4. Op grond van feiten of omstandigheden als bedoeld in het eerste lid kan een lid van de commissie zich ter zake van de behandeling van een geschil verschonen. Hij is verplicht dit te doen, indien de beide overige leden van de commissie, die aan de behandeling van het geschil zullen deelnemen, van oordeel zijn dat de bedoelde feiten of omstandigheden zich te zijnen aanzien voordoen.
5. In geval van terechte wraking of verschoning wordt het betrokken lid (of leden) vervangen door een ander lid (of leden) van de commissie.
6. Zodra partijen op de hoogte zijn gesteld van de beslissing van de wrakingscommissie, zal de behandeling van het geschil zo spoedig mogelijk worden voortgezet.
Verkorte Procedure
Artikel 18. 1. Op verzoek van een van de partijen kan een geschil wegens spoedeisend belang in een verkorte procedure worden behandeld. Het verzoek van de indiener dient gemotiveerd te zijn.
2. De commissie is samengesteld overeenkomstig artikel 2 lid 2.
3. De voorzitter kan het verzoek als bedoeld in het eerste lid afwijzen indien daaraan naar zijn oordeel spoedeisend belang ontbreekt. De beslissing van de voorzitter wordt schriftelijk medegedeeld.
Artikel 19. Op de behandeling van het geschil in de verkorte procedure zijn behalve de specifieke bepalingen met betrekking tot de verkorte procedure de overige bepalingen van het reglement van de commissie voor zover mogelijk van overeenkomstige toepassing, met uitzondering van artikel 5, 7, 8 en 9 lid 4 laatste volzin.
Artikel 20. 1. De verzoeker ontvangt per omgaande een bevestiging van het aanhangig maken van het geschil alsmede een vragenformulier.
2. De commissie stelt de andere partij tegelijkertijd in kennis van het aanhangig maken van het geschil.
3. Het vragenformulier dient, indien dit niet reeds ingevuld en ondertekend door de verzoeker is toegezonden, na ontvangst binnen vijf werkdagen ingevuld en ondertekend aan de commissie te worden geretourneerd. Bij overschrijding van deze termijn vervalt het recht op het voeren van een verkorte procedure.
4. Tegelijkertijd met de oproep voor de mondelinge behandeling van het geschil ontvangt de andere partij ter kennisname een afschrift van het vragenformulier alsmede van alle andere van de indiener ontvangen stukken met betrekking tot het geschil. De andere partij wordt in de gelegenheid gesteld binnen vijf werkdagen zijn standpunt schriftelijk aan de commissie en de wederpartij kenbaar te maken. Verlenging van deze termijn is niet mogelijk.
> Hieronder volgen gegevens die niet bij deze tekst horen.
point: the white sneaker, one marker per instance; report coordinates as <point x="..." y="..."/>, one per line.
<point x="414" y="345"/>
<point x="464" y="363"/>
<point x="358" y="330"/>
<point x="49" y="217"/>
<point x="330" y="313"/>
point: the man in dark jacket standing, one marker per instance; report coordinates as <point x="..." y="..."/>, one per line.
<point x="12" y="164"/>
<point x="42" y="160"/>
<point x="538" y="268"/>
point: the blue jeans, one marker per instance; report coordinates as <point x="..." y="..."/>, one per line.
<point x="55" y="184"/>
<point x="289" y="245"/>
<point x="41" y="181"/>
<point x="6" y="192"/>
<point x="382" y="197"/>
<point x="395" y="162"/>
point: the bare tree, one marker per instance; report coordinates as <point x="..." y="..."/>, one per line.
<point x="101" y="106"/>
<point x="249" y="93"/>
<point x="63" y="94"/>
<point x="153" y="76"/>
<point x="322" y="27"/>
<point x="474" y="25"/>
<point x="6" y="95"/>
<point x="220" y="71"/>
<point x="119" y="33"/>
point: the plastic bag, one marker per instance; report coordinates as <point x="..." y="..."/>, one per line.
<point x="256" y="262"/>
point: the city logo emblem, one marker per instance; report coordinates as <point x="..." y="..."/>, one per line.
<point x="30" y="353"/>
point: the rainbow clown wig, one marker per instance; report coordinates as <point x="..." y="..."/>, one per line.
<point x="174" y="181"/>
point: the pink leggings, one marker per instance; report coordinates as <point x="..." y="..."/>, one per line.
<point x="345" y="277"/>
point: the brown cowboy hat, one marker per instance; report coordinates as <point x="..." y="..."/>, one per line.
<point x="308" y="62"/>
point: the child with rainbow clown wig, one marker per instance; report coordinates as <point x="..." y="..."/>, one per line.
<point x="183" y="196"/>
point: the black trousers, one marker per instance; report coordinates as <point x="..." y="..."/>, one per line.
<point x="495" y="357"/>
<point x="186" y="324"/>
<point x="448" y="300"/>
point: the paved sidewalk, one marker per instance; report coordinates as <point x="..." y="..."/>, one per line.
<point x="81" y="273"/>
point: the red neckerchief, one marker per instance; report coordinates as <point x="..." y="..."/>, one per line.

5. De uitspraak wordt schriftelijk en gemotiveerd zo spoedig mogelijk aan partijen meegedeeld.
Slotbepalingen
Artikel 21. Vernietiging van het bindend advies van de commissie kan uitsluitend plaatsvinden door het ter marginale toetsing voor te leggen aan de rechter binnen twee maanden na de verzending van de uitspraak aan partijen.
Artikel 22. De uitspraak van de commissie kan zonder vermelding van de namen en woon-
c.q. vestigingsplaatsen van partijen op een door de stichting te bepalen wijze worden gepubliceerd.
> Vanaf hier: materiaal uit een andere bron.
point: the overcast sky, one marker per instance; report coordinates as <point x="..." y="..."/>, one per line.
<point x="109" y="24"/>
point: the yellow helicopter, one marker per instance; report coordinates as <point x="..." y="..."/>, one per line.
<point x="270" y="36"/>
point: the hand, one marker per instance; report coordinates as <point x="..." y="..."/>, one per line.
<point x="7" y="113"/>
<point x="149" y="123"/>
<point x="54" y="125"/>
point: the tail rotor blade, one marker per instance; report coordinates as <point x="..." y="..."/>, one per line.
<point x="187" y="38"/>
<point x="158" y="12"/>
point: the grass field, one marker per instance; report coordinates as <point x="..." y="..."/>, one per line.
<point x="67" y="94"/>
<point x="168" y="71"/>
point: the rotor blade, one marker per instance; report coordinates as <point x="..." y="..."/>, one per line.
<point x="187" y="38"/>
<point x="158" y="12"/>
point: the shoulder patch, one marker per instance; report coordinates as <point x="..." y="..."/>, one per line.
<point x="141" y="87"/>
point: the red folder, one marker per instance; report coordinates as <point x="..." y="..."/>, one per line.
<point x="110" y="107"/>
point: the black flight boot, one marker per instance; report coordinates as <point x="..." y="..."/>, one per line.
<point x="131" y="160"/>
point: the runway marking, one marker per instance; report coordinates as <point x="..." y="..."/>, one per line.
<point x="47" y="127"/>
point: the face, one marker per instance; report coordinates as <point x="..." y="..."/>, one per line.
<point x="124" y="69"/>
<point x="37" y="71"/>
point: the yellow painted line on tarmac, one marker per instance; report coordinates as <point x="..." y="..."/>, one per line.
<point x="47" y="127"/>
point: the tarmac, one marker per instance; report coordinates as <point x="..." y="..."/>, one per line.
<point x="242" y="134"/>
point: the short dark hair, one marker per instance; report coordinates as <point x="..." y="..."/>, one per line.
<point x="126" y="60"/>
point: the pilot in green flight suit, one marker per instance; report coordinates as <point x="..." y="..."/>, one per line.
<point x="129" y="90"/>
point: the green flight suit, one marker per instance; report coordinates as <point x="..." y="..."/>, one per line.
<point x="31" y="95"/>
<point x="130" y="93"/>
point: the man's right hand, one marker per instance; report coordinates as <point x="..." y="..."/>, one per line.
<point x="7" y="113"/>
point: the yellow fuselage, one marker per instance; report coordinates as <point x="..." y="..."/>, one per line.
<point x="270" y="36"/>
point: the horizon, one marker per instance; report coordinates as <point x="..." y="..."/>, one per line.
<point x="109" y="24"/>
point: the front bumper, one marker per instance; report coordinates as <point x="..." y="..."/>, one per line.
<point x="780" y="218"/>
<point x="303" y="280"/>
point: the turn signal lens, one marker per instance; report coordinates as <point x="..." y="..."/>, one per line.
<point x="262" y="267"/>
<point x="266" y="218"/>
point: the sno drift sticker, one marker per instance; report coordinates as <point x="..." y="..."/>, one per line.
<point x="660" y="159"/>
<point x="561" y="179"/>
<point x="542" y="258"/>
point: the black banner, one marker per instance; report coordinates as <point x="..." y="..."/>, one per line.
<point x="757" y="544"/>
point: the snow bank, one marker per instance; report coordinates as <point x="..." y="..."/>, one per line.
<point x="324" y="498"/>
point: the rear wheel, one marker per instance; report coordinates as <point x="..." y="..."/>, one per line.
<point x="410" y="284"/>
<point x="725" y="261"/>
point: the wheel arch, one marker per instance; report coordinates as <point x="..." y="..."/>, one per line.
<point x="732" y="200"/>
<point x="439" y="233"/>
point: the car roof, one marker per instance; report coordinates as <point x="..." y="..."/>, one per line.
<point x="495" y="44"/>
Artikel 23. De stichting, de leden van de commissie en de (plaatsvervangend) secretaris zijn niet aansprakelijk voor enig handelen of nalaten met betrekking tot een geschil waarop dit reglement van toepassing is, behoudens ingeval van opzet of bewuste roekeloosheid.
Artikel 23. 1. In alle gevallen waarin dit reglement niet voorziet, beslist de commissie met inachtneming van eisen van redelijkheid en billijkheid.
2. De commissie kan van dit reglement afwijken als het toepassen daarvan voor een partij zou leiden tot een onbillijkheid van ernstige aard en de belangen van de andere partij daardoor niet onevenredig worden geschaad.